Bogoro est un village en Iturie, dans l’est du Congo, où se sont déroulés des massacres. Germain Katanga et Mathieu Ngudjulo ont été accusés d’avoir organisé l’attaque du village, le 24 février 2003, d’avoir utilisé des enfants-soldats, attaqué des populations civiles, laissé perpétrer des violences sexuelles et des actes de pillage.

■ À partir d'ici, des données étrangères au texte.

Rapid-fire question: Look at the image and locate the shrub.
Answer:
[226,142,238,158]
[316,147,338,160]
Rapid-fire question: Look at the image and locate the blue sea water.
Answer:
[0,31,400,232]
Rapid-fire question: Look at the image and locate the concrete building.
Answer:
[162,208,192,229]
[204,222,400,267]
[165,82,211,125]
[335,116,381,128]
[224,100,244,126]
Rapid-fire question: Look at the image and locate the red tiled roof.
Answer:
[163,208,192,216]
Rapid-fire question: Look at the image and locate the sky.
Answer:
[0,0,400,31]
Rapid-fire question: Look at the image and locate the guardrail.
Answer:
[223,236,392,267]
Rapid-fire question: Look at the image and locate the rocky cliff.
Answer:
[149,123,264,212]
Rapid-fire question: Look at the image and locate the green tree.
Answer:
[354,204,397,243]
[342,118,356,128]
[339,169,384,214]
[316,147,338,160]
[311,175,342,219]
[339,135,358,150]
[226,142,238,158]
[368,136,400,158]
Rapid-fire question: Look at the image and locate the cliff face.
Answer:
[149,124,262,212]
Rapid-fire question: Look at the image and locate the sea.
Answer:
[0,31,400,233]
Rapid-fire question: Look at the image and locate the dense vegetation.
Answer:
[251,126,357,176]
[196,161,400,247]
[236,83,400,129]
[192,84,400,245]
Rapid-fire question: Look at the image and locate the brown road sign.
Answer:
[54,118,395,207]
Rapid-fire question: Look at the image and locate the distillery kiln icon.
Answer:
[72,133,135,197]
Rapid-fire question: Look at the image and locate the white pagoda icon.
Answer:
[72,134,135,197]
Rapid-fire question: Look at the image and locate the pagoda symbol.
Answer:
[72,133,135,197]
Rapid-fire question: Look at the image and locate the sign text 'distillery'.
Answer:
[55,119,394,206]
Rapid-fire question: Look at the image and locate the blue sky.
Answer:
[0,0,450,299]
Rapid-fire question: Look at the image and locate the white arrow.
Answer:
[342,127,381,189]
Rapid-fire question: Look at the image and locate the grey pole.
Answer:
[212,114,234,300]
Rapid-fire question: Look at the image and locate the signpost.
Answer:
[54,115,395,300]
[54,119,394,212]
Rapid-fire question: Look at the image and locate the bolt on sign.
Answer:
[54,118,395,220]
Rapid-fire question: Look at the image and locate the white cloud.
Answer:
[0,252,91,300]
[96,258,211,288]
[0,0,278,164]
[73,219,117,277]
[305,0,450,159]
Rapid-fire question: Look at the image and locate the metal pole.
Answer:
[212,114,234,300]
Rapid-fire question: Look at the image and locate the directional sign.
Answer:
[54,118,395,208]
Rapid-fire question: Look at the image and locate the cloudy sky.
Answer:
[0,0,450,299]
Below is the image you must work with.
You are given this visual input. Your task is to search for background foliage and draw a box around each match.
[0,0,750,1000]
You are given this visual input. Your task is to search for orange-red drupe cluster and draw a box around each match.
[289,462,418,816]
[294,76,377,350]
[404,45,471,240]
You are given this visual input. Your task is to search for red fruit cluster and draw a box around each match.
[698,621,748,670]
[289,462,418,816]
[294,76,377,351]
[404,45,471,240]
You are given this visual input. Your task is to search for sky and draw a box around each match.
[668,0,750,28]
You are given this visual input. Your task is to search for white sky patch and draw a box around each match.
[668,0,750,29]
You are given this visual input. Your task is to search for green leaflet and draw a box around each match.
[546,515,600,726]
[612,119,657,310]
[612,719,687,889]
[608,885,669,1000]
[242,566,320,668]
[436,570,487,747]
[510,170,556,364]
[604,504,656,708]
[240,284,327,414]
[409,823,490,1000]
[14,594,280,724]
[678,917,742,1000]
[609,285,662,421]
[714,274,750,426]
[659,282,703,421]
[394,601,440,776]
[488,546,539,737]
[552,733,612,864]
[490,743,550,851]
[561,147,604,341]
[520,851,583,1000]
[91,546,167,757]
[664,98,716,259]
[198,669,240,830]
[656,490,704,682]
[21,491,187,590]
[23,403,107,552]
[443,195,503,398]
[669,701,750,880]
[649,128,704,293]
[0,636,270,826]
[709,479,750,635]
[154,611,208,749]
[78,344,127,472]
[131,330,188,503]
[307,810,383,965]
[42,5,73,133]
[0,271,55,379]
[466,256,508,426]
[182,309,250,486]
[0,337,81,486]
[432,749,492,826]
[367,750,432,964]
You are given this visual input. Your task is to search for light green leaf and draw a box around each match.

Outre que Bogoro raconte ainsi une histoire contemporaine mal connue de l’Afrique de l’est, conséquence directe du génocide tutsi au Rwanda, ce texte permet aussi et surtout de comprendre comment s’invente aujourd’hui la justice internationale pénale : elle tâtonne, « bricole », comme aurait dit Michel de Certeau. Sa volonté d’être vraiment internationale la contraint à un dispositif technique très particulier : aux procédures théâtrales qui assurent la protection des témoins par leur anonymisation (la voix est transformée, un rideau est tiré entre le témoin et les accusés) se mêlent des traductions simultanées, des transcripts qui défilent sur écrans – autant de dispositifs qui imposent un débit de parole et une rhétorique propre à cette arène de la justice internationale (parler lentement, attendre 5 secondes entre chaque locuteur). Elle doit donc naviguer entre les glitchs technologiques (les casques ne fonctionnent pas, les écrans se bloquent, les traducteurs sont perdus), tout en faisant très attention à ne pas apparaître comme une justice nord-européenne rejouant une nouvelle forme de colonialisme, cette fois juridique, envers des pays d’Afrique, anciens membres de « L’Empire ». Car les catégories juridiques de la CPI cadrent parfois mal avec le discours des témoins, fussent-ils ceux de l’accusation : la magie et les fétiches sont des catégories difficilement reçues par la cour, alors que la définition même des liens de parenté et les descriptions toponymiques ou topographiques de base semblent faire défaut et minent les charges posées par le procureur à l’encontre des accusés.
Ainsi, Bogoro rend compte de l’écart culturel entre différents mondes et décrit la tentative, souvent fragile, parfois maladroite, d’une justice qui se voudrait vraiment internationale.